The next morning, my mum woke me at about 6:30, 7 in the morning, and in a terrible panic, saying, Have you heard the news? And I could hear helicopters buzzing around everywhere. The Marchioness has sunk, you know, and we haven't found your sister yet. And I immediately knew then that she she had died because you know, she was the most responsible person I'd met, you know, very grown up for her age, so of course she would have phoned up. And it was just an incredibly traumatic few days. I mean, I don't think they found her body till four days later.
Presenter asks
How much have you thought if I'd been there [with your sister]?
Yeah, of course you do. You think, you know, and I mean I you know, I always think about that, you know, well, what what if? What you know, maybe I should have been, but then it's you sort of think to yourself, maybe the ample fourth null spiritual thing is, well, that was God's way, you know, because if well, if I was supposed to be there, I would have been there, wouldn't I? And I think that if I'd have been there, you know, you can think the manly thing, well, of course I'd have saved her, well, maybe I wouldn't. And it would be easy to fill yourself with anger, with guilt, you know, with all those things. But at at sixteen, I don't think you really understand those emotions enough to to put them into perspective.
Presenter asks
What were the reasons [you didn't go back to Ampleforth]?
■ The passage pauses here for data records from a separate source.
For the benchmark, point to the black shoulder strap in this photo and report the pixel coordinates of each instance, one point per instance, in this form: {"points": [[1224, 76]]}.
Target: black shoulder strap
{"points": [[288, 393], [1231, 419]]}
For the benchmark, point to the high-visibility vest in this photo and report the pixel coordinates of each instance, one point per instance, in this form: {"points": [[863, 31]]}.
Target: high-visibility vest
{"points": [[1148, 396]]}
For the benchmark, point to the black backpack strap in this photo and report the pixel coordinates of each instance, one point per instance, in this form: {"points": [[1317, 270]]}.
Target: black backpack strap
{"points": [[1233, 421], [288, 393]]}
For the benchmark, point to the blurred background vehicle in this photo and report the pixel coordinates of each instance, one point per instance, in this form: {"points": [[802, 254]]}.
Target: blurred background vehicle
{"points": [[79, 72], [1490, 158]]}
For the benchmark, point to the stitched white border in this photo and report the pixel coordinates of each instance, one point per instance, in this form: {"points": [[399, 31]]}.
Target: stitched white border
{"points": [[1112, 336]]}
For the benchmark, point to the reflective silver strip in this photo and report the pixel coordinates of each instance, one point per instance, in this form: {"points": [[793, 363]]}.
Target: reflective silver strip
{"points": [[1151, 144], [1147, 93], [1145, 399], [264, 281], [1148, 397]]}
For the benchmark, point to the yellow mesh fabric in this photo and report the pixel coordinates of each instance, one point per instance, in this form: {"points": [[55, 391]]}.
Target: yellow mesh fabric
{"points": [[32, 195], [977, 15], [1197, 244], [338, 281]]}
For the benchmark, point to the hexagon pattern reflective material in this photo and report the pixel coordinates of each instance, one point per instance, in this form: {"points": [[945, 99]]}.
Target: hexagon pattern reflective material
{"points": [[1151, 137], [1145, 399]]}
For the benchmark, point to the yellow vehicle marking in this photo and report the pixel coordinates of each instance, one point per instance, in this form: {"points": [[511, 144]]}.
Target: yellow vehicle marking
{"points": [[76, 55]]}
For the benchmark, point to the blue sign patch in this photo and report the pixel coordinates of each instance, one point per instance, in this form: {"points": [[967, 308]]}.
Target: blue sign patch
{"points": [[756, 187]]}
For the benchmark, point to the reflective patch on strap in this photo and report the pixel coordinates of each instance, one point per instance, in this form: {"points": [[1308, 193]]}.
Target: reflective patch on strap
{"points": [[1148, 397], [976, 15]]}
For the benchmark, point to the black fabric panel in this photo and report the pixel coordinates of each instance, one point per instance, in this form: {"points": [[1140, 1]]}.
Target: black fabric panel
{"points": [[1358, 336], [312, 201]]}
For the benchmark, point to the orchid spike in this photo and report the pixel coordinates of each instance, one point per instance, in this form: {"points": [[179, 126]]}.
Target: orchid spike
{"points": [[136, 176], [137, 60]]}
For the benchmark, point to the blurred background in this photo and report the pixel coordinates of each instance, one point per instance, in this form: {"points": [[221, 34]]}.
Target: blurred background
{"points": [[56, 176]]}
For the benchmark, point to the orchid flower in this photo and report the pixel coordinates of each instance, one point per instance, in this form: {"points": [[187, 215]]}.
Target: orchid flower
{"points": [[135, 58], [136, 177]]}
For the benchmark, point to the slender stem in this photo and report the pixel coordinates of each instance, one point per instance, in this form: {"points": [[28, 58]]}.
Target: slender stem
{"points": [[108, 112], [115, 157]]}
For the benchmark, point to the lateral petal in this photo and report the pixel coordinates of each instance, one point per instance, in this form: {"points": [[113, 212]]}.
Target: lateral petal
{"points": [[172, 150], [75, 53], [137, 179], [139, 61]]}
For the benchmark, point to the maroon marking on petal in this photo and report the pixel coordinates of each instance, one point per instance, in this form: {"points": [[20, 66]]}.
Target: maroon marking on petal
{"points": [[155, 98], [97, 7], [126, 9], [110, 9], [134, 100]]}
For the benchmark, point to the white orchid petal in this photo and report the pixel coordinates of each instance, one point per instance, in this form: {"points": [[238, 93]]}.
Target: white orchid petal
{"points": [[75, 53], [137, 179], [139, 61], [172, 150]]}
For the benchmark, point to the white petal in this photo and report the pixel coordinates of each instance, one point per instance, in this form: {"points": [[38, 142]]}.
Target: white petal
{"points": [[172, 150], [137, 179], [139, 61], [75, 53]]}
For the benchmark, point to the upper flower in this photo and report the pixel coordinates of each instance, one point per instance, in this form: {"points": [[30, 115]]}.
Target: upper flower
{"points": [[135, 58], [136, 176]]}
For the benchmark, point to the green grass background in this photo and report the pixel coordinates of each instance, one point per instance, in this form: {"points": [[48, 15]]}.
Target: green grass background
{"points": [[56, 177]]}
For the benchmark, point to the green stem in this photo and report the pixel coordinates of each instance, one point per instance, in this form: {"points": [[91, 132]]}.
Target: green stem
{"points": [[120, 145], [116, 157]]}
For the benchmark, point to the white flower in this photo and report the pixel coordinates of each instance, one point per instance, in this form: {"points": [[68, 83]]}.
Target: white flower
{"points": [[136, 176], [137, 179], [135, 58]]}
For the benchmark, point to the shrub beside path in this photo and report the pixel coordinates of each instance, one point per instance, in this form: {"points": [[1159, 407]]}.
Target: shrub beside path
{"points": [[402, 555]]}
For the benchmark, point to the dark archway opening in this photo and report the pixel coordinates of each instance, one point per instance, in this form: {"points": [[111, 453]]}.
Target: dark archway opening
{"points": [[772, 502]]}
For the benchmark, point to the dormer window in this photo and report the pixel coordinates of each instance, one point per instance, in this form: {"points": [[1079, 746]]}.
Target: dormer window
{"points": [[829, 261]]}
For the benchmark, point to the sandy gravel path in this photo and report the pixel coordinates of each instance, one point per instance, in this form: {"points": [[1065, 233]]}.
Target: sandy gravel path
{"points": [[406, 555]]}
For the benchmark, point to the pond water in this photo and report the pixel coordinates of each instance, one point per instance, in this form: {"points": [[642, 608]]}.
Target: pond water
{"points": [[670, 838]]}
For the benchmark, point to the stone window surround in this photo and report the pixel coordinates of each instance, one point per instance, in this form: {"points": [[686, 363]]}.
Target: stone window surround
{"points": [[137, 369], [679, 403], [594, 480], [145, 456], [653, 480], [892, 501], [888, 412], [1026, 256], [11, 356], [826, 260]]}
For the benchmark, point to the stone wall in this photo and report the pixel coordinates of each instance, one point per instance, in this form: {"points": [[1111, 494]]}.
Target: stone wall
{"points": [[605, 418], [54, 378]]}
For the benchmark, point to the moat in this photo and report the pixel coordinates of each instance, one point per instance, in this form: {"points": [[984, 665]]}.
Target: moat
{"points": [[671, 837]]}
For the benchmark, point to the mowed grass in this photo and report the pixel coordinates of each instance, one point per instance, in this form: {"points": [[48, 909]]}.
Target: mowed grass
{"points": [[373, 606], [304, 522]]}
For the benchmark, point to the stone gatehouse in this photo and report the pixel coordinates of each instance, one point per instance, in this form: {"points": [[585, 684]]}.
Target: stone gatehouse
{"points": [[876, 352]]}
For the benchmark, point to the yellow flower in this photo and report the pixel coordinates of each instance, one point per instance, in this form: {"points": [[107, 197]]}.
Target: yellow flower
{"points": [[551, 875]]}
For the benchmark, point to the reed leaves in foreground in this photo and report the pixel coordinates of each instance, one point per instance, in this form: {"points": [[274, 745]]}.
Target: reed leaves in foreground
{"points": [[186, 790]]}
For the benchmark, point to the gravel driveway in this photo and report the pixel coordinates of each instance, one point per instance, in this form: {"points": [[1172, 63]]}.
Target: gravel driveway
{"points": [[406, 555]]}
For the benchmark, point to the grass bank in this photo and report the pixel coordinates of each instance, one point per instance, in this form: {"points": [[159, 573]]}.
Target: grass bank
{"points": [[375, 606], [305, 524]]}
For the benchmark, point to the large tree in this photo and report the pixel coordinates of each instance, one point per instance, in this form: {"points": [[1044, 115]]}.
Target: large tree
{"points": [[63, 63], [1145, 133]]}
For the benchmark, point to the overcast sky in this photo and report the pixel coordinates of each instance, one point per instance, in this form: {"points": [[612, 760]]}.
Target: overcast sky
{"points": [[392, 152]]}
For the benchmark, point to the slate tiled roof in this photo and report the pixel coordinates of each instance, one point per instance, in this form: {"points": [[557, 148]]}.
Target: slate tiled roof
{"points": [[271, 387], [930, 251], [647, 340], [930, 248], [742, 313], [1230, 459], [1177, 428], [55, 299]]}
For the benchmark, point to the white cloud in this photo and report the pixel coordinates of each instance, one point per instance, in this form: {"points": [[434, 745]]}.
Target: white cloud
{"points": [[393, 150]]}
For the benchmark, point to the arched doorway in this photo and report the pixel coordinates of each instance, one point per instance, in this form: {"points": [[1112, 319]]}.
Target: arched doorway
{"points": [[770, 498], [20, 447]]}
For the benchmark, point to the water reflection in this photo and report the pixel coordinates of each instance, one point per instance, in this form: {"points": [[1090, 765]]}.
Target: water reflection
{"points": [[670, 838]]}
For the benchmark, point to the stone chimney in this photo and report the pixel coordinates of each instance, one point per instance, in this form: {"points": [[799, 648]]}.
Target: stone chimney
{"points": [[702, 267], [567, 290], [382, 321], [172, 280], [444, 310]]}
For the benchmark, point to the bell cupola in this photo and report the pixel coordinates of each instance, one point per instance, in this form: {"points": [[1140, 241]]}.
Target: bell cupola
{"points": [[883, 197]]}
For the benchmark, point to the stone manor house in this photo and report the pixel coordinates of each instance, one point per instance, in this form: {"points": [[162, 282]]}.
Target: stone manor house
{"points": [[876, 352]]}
I think I'm sort of left. Initially, I was left in a quite a lonely place. Not that my parents didn't sort of think, oh, you know, check on me and make sure everything was alright, but you just do feel like you're on your own a little bit. And it was just a massive hole. And if I'm honest, I was completely blew my world apart. You know, I sort of began to live life much more day by day. … I did find it c very, very difficult indeed and and uh I wouldn't say I went off the rails but there was I was certainly floating around with no real purpose in life and I decided eventually about two years later that I've got to do something. You know, I joined um … I join wasps, I join a rugby club.
“having a father who's first generation Italian and having a mother who is uh from Irish roots that makes you a very dangerous Englishman because it makes you an Englishman who's not afraid to display his emotion.”
“there's no doubt that the greatest gift you can give a child is unconditional love.”
“I believe that a good side will always beat a great side because of the power that you can generate from that emotional touch point.”